Suzanne et le jugement de Danielz

13 À Babylone vivait un homme du nom de Ioakim.

z Ici commencent les additions grecques, voir l’Introduction.

2 Il avait épousé une femme du nom de Suzanne, fille d’Helcias ; elle était d’une grande beauté et craignait Dieu, 3 car ses parents étaient des justes et avaient élevé leur fille dans la loi de Moïse. 4 Ioakim était fort riche, un jardin était proche de sa maison, et les Juifs se rendaient chez lui en grand nombre, car on l’estimait plus que tout autre. 5 Cette année-là, on avait choisi dans le peuple deux vieillards qu’on avait désignés comme juges. C’est eux que vise la parole du Seigneur :a « L’iniquité est venue en Babylone des vieillards et des juges qui se donnaient pour guides du peuple. »

a On ne sait quel texte scripturaire est ici visé.

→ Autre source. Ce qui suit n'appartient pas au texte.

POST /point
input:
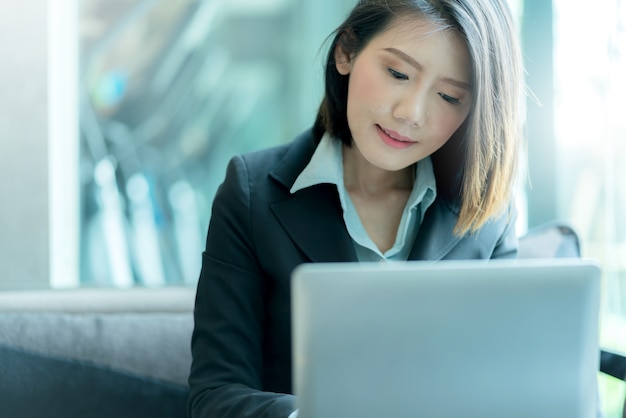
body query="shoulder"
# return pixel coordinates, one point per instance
(282, 162)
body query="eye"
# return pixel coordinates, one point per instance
(449, 99)
(397, 75)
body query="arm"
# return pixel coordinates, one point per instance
(227, 342)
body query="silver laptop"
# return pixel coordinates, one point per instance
(446, 340)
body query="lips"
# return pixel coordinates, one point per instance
(394, 139)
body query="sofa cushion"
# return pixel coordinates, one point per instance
(155, 345)
(36, 385)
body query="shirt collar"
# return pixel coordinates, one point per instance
(326, 166)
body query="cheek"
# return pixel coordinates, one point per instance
(446, 125)
(365, 89)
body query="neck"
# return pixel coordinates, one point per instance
(362, 177)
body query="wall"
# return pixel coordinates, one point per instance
(23, 145)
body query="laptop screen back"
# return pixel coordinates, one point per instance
(447, 339)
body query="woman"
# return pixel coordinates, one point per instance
(413, 156)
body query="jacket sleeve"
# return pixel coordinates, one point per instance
(227, 343)
(507, 244)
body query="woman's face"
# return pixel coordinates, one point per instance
(409, 91)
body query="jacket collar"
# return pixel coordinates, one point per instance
(313, 217)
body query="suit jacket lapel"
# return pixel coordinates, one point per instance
(435, 237)
(312, 217)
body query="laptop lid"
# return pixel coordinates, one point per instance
(516, 338)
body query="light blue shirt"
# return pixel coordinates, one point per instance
(326, 166)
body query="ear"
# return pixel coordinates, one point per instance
(343, 60)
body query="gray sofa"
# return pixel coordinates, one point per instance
(101, 353)
(95, 353)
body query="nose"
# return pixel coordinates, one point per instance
(411, 107)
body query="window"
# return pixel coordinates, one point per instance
(168, 92)
(590, 132)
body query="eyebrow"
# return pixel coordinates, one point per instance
(411, 61)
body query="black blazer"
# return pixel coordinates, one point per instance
(258, 233)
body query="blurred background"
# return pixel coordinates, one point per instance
(118, 118)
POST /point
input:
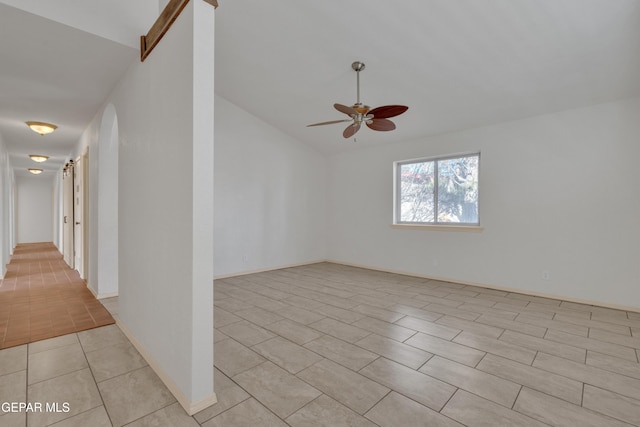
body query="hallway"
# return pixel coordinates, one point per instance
(41, 297)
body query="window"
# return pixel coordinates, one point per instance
(437, 191)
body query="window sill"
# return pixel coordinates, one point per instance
(429, 227)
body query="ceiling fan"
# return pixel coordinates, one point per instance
(376, 118)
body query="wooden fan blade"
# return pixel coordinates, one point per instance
(381, 124)
(351, 130)
(387, 111)
(344, 109)
(330, 123)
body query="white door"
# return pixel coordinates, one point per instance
(67, 214)
(79, 215)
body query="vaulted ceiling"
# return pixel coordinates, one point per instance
(457, 64)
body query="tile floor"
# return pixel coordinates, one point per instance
(41, 297)
(330, 345)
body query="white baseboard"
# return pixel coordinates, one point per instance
(102, 296)
(190, 407)
(495, 287)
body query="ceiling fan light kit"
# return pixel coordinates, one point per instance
(375, 119)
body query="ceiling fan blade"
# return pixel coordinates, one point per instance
(351, 130)
(387, 111)
(381, 124)
(330, 123)
(344, 109)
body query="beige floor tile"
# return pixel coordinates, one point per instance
(613, 364)
(512, 325)
(592, 344)
(394, 350)
(456, 352)
(349, 355)
(170, 416)
(294, 331)
(286, 354)
(134, 395)
(232, 304)
(13, 388)
(427, 327)
(594, 324)
(300, 315)
(53, 363)
(624, 340)
(474, 307)
(223, 318)
(445, 309)
(13, 419)
(116, 360)
(276, 389)
(246, 333)
(52, 343)
(612, 404)
(13, 359)
(339, 330)
(325, 411)
(556, 412)
(385, 329)
(423, 388)
(218, 336)
(396, 410)
(497, 347)
(78, 389)
(259, 316)
(548, 322)
(418, 313)
(338, 313)
(249, 413)
(347, 387)
(469, 326)
(607, 380)
(99, 338)
(228, 393)
(439, 299)
(541, 344)
(485, 385)
(231, 357)
(474, 411)
(378, 313)
(379, 300)
(96, 417)
(534, 378)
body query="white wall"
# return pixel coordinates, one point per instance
(165, 222)
(34, 208)
(7, 208)
(122, 21)
(558, 193)
(270, 195)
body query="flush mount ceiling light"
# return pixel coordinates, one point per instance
(41, 127)
(38, 158)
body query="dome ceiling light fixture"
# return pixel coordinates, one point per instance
(41, 128)
(38, 158)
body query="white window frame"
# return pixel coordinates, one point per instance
(455, 226)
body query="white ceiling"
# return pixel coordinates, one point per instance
(457, 64)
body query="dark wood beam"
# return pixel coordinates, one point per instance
(162, 25)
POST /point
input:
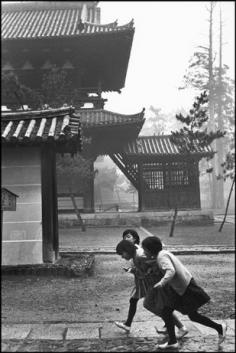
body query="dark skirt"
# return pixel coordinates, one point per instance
(158, 298)
(192, 299)
(143, 284)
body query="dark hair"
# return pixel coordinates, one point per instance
(134, 235)
(152, 244)
(125, 245)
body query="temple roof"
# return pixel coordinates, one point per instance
(53, 23)
(159, 146)
(100, 118)
(33, 127)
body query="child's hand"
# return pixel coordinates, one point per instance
(157, 285)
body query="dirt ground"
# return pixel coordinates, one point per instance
(104, 295)
(183, 235)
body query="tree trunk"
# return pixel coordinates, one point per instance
(77, 212)
(211, 103)
(173, 223)
(219, 142)
(227, 206)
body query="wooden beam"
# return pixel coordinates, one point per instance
(47, 204)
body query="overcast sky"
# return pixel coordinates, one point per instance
(166, 35)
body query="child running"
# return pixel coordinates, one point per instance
(188, 298)
(145, 277)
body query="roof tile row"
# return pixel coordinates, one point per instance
(39, 126)
(158, 145)
(52, 23)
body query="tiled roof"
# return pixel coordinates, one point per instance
(52, 23)
(158, 146)
(58, 125)
(95, 118)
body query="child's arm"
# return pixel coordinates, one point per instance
(167, 267)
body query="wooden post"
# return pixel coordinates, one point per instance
(140, 186)
(47, 204)
(55, 208)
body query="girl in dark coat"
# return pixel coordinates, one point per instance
(145, 277)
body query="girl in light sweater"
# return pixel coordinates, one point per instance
(189, 296)
(145, 277)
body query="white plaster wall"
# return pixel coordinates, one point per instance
(22, 229)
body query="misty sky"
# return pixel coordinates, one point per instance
(166, 35)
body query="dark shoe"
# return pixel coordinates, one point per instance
(182, 332)
(161, 330)
(167, 345)
(123, 326)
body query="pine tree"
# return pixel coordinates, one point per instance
(203, 74)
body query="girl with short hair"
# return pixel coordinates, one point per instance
(187, 295)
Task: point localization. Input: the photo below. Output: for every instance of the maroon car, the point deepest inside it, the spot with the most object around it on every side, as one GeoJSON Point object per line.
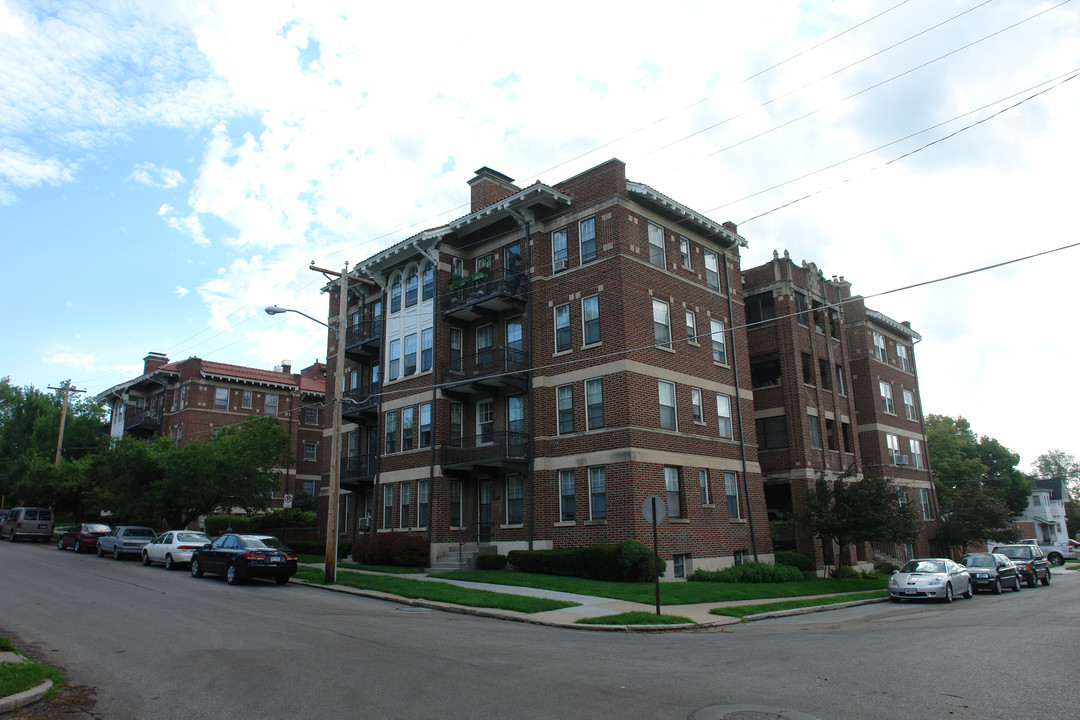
{"type": "Point", "coordinates": [83, 537]}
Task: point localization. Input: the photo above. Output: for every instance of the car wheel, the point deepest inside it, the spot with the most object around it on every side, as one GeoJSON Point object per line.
{"type": "Point", "coordinates": [231, 574]}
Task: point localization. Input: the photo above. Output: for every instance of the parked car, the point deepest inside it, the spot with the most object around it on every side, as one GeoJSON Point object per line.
{"type": "Point", "coordinates": [242, 556]}
{"type": "Point", "coordinates": [991, 571]}
{"type": "Point", "coordinates": [1029, 559]}
{"type": "Point", "coordinates": [930, 578]}
{"type": "Point", "coordinates": [173, 547]}
{"type": "Point", "coordinates": [124, 540]}
{"type": "Point", "coordinates": [28, 522]}
{"type": "Point", "coordinates": [82, 537]}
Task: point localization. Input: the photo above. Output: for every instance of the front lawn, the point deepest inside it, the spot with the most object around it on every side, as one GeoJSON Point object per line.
{"type": "Point", "coordinates": [670, 593]}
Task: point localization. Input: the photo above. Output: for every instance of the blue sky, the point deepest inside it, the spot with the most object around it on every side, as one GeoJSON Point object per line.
{"type": "Point", "coordinates": [170, 168]}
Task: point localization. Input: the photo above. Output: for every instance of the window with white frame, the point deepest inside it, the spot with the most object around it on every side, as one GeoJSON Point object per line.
{"type": "Point", "coordinates": [657, 246]}
{"type": "Point", "coordinates": [566, 496]}
{"type": "Point", "coordinates": [591, 318]}
{"type": "Point", "coordinates": [594, 404]}
{"type": "Point", "coordinates": [674, 491]}
{"type": "Point", "coordinates": [597, 493]}
{"type": "Point", "coordinates": [724, 415]}
{"type": "Point", "coordinates": [886, 391]}
{"type": "Point", "coordinates": [719, 344]}
{"type": "Point", "coordinates": [731, 491]}
{"type": "Point", "coordinates": [562, 327]}
{"type": "Point", "coordinates": [661, 323]}
{"type": "Point", "coordinates": [666, 391]}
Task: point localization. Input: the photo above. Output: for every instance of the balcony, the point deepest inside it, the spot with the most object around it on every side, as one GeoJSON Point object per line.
{"type": "Point", "coordinates": [485, 296]}
{"type": "Point", "coordinates": [491, 450]}
{"type": "Point", "coordinates": [360, 404]}
{"type": "Point", "coordinates": [486, 371]}
{"type": "Point", "coordinates": [362, 339]}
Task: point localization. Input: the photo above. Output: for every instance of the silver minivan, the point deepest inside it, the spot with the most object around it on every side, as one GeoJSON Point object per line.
{"type": "Point", "coordinates": [28, 522]}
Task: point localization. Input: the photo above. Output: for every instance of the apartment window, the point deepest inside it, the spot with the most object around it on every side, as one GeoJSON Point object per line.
{"type": "Point", "coordinates": [594, 404]}
{"type": "Point", "coordinates": [719, 344]}
{"type": "Point", "coordinates": [515, 498]}
{"type": "Point", "coordinates": [771, 433]}
{"type": "Point", "coordinates": [559, 255]}
{"type": "Point", "coordinates": [759, 308]}
{"type": "Point", "coordinates": [696, 409]}
{"type": "Point", "coordinates": [724, 415]}
{"type": "Point", "coordinates": [661, 323]}
{"type": "Point", "coordinates": [388, 506]}
{"type": "Point", "coordinates": [597, 493]}
{"type": "Point", "coordinates": [902, 357]}
{"type": "Point", "coordinates": [422, 503]}
{"type": "Point", "coordinates": [925, 504]}
{"type": "Point", "coordinates": [395, 360]}
{"type": "Point", "coordinates": [814, 431]}
{"type": "Point", "coordinates": [424, 437]}
{"type": "Point", "coordinates": [666, 391]}
{"type": "Point", "coordinates": [916, 448]}
{"type": "Point", "coordinates": [731, 491]}
{"type": "Point", "coordinates": [564, 399]}
{"type": "Point", "coordinates": [674, 491]}
{"type": "Point", "coordinates": [562, 327]}
{"type": "Point", "coordinates": [391, 431]}
{"type": "Point", "coordinates": [410, 288]}
{"type": "Point", "coordinates": [586, 231]}
{"type": "Point", "coordinates": [712, 270]}
{"type": "Point", "coordinates": [591, 318]}
{"type": "Point", "coordinates": [886, 391]}
{"type": "Point", "coordinates": [879, 349]}
{"type": "Point", "coordinates": [657, 245]}
{"type": "Point", "coordinates": [403, 517]}
{"type": "Point", "coordinates": [566, 496]}
{"type": "Point", "coordinates": [909, 405]}
{"type": "Point", "coordinates": [395, 297]}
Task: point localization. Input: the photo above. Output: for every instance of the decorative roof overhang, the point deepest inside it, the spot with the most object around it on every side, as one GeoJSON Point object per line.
{"type": "Point", "coordinates": [684, 215]}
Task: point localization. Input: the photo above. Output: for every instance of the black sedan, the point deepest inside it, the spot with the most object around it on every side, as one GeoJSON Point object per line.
{"type": "Point", "coordinates": [242, 556]}
{"type": "Point", "coordinates": [991, 572]}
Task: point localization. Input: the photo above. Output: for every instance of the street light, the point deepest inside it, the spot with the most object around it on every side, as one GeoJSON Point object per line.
{"type": "Point", "coordinates": [332, 508]}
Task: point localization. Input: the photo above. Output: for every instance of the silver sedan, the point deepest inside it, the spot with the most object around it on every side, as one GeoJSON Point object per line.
{"type": "Point", "coordinates": [174, 547]}
{"type": "Point", "coordinates": [934, 578]}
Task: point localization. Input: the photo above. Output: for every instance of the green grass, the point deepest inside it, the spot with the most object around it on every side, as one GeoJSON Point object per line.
{"type": "Point", "coordinates": [670, 593]}
{"type": "Point", "coordinates": [437, 592]}
{"type": "Point", "coordinates": [636, 619]}
{"type": "Point", "coordinates": [743, 610]}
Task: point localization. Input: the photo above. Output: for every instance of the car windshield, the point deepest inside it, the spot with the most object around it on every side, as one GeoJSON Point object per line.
{"type": "Point", "coordinates": [923, 566]}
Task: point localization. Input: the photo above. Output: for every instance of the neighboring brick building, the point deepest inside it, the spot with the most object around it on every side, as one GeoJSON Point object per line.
{"type": "Point", "coordinates": [527, 375]}
{"type": "Point", "coordinates": [190, 398]}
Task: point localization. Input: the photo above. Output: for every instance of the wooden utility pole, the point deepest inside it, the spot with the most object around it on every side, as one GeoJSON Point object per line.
{"type": "Point", "coordinates": [59, 439]}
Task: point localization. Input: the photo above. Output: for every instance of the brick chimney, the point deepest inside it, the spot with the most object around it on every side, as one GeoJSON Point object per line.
{"type": "Point", "coordinates": [489, 187]}
{"type": "Point", "coordinates": [153, 361]}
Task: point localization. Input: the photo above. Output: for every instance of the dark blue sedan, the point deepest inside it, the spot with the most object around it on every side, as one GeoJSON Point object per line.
{"type": "Point", "coordinates": [242, 556]}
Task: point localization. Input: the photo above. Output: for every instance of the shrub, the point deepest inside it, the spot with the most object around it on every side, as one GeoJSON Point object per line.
{"type": "Point", "coordinates": [750, 572]}
{"type": "Point", "coordinates": [491, 561]}
{"type": "Point", "coordinates": [795, 559]}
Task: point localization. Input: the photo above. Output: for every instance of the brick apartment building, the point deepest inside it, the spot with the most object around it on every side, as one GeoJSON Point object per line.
{"type": "Point", "coordinates": [191, 398]}
{"type": "Point", "coordinates": [527, 375]}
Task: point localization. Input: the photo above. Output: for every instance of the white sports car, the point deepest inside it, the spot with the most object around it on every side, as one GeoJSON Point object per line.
{"type": "Point", "coordinates": [930, 578]}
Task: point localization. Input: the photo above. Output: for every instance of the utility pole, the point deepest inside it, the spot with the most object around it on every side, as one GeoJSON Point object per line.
{"type": "Point", "coordinates": [65, 390]}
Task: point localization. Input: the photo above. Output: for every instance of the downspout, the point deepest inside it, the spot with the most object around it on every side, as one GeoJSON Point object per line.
{"type": "Point", "coordinates": [742, 440]}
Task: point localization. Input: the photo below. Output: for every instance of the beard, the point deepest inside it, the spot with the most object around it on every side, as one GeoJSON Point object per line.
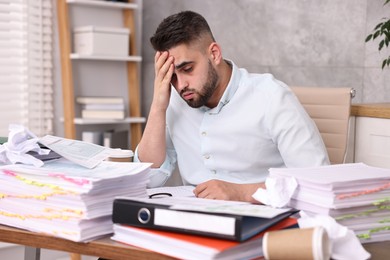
{"type": "Point", "coordinates": [202, 97]}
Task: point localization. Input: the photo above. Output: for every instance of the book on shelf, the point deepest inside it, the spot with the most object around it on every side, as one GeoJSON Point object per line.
{"type": "Point", "coordinates": [94, 137]}
{"type": "Point", "coordinates": [214, 218]}
{"type": "Point", "coordinates": [187, 246]}
{"type": "Point", "coordinates": [355, 194]}
{"type": "Point", "coordinates": [109, 106]}
{"type": "Point", "coordinates": [103, 114]}
{"type": "Point", "coordinates": [67, 200]}
{"type": "Point", "coordinates": [99, 100]}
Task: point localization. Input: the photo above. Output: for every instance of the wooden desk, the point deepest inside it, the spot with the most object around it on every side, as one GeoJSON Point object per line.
{"type": "Point", "coordinates": [106, 248]}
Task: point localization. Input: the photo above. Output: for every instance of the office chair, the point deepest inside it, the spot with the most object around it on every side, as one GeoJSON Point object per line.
{"type": "Point", "coordinates": [330, 109]}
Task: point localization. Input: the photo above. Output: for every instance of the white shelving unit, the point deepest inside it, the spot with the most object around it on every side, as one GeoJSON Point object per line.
{"type": "Point", "coordinates": [68, 57]}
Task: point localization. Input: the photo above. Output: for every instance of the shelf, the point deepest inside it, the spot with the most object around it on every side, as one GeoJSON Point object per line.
{"type": "Point", "coordinates": [105, 4]}
{"type": "Point", "coordinates": [127, 120]}
{"type": "Point", "coordinates": [77, 56]}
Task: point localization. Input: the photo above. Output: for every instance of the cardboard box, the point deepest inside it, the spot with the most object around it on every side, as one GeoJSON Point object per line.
{"type": "Point", "coordinates": [93, 40]}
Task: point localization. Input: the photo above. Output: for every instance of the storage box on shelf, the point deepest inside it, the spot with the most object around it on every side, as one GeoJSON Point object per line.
{"type": "Point", "coordinates": [94, 40]}
{"type": "Point", "coordinates": [100, 43]}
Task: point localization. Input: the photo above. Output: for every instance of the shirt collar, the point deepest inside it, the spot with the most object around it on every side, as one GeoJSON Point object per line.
{"type": "Point", "coordinates": [229, 91]}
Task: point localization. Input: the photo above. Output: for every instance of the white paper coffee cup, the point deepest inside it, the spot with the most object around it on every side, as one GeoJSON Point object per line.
{"type": "Point", "coordinates": [306, 243]}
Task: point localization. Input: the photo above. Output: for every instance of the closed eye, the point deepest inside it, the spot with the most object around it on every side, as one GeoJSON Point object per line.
{"type": "Point", "coordinates": [188, 70]}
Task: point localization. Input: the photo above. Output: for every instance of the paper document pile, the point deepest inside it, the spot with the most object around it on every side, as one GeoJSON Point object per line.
{"type": "Point", "coordinates": [356, 195]}
{"type": "Point", "coordinates": [65, 199]}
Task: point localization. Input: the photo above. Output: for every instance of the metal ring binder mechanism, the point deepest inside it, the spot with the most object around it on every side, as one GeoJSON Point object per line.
{"type": "Point", "coordinates": [160, 195]}
{"type": "Point", "coordinates": [144, 215]}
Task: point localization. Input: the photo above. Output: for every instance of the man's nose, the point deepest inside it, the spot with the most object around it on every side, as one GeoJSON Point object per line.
{"type": "Point", "coordinates": [181, 83]}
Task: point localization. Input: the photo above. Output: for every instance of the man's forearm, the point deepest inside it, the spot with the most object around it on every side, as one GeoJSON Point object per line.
{"type": "Point", "coordinates": [153, 144]}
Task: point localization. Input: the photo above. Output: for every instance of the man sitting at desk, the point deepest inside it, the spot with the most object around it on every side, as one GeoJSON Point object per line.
{"type": "Point", "coordinates": [223, 126]}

6 Ces gens fréquentaient la maison de Ioakim et tous ceux qui avaient quelque procès s’adressaient à eux. 7 Lorsque tout le monde s’était retiré, vers midi, Suzanne venait se promener dans le jardin de son époux. 8 Les deux vieillards qui la voyaient tous les jours entrer pour sa promenade se mirent à la désirer. 9 Ils en perdirent le sens, négligeant de regarder vers le Ciel et oubliant ses justes jugements. 10 Tous deux blessés de cette passion, ils se cachaient l’un à l’autre leur tourment. 11 Honteux d’avouer le désir qui les pressait de coucher avec elle, 12 ils n’en rusaient pas moins chaque jour pour la voir. 13 Un jour, s’étant quittés sur ces mots : « Rentrons chez nous, c’est l’heure du déjeuner », et chacun s’en étant allé de son côté, 14 chacun aussi revint sur ses pas et ils se retrouvèrent face à face. Forcés alors de s’expliquer, ils s’avouèrent leur passion et convinrent de chercher le moment où ils pourraient surprendre Suzanne seule. 15 Ils attendaient donc l’occasion favorable. Un jour, Suzanne vint, comme les jours précédents, accompagnée seulement de deux petites servantes, et, comme il faisait chaud, elle voulut se baigner au jardin. 16 Il n’y avait personne : seuls les deux vieillards, cachés, étaient aux aguets. 17 Elle dit aux servantes : « Apportez-moi de l’huile et du baume, et fermez la porte du jardin, afin que je puisse me baigner. » 18 Elles obéirent, fermèrent la porte du jardin, et rentrèrent dans la maison par une porte latérale pour y chercher ce que Suzanne avait demandé, sans rien savoir des vieillards qui se tenaient cachés.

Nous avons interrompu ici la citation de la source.